Where symptomatic improvement is the primary objective, findings from our psychometric analyses extend support to incorporating a PROM into iMCD clinical management that is symptom-centric to adequately capture disease severity and treatment response using repeated measurements, thereby allowing real-time monitoring and timely intervention. This is particularly important as for some of the more commonly reported symptoms in the survey such as impaired cognition, forgetfulness, tiredness or fatigue, weakness, and lethargy, there may not be readily discernible radiologic or laboratory correlations. For future research, our exploratory findings indicate that the iMCD survey adequately captured the patient-reported impact and severity of iMCD-related symptoms on several aspects of daily life, even though the comprehensiveness of the survey (e.g., all aspects of daily life which could be potentially affected) cannot be ascertained on the basis of quantitative analysis of naturally small iMCD patient sampling.

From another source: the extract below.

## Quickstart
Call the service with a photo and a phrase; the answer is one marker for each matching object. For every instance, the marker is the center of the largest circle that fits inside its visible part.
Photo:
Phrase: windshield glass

In conducting the study, we observed a lack of clarity in the regulatory and ethical guidance in conducting non-interventional social/behavioral international online research that can potentially stymie research studies such as this [20]. Greater harmonization in international ethics procedures is warranted given the ever-growing importance of PROMs [15].

The study’s strength lies in generating valuable insights and internal construct validity evidence for the iMCD survey that informs our ongoing work to continue towards development of the first-ever iMCD-specific symptom burden PROM (ClinicalTrials.gov, NCT05995834). This study has several inherent limitations. Small sample sizes, a recurring theme in rare disease studies including iMCD, limit rigorous statistical analyses and therefore the results need to be interpreted with caution. As a result of the small cohort size that limits drawing any meaningful comparisons among all individual specific iMCD entities, we grouped these entities under one broad iMCD group in our analysis. Another limitation is the cross-sectional nature of this study which does not allow measurement of symptoms with regards to treatment response and therefore the disease-related symptoms cannot be discriminated from treatment toxicities. While it is not surprising that the study of any rare disease including iMCD presents challenges due to difficulty in accruing sample sizes that are adequately powered to draw meaningful conclusions, this study brought forth an underappreciated challenge.

Conclusion

These internal construct validity analyses provide initial support for the bespoke iMCD patient survey and will guide additional work towards the development of the first iMCD-specific symptom burden PROM.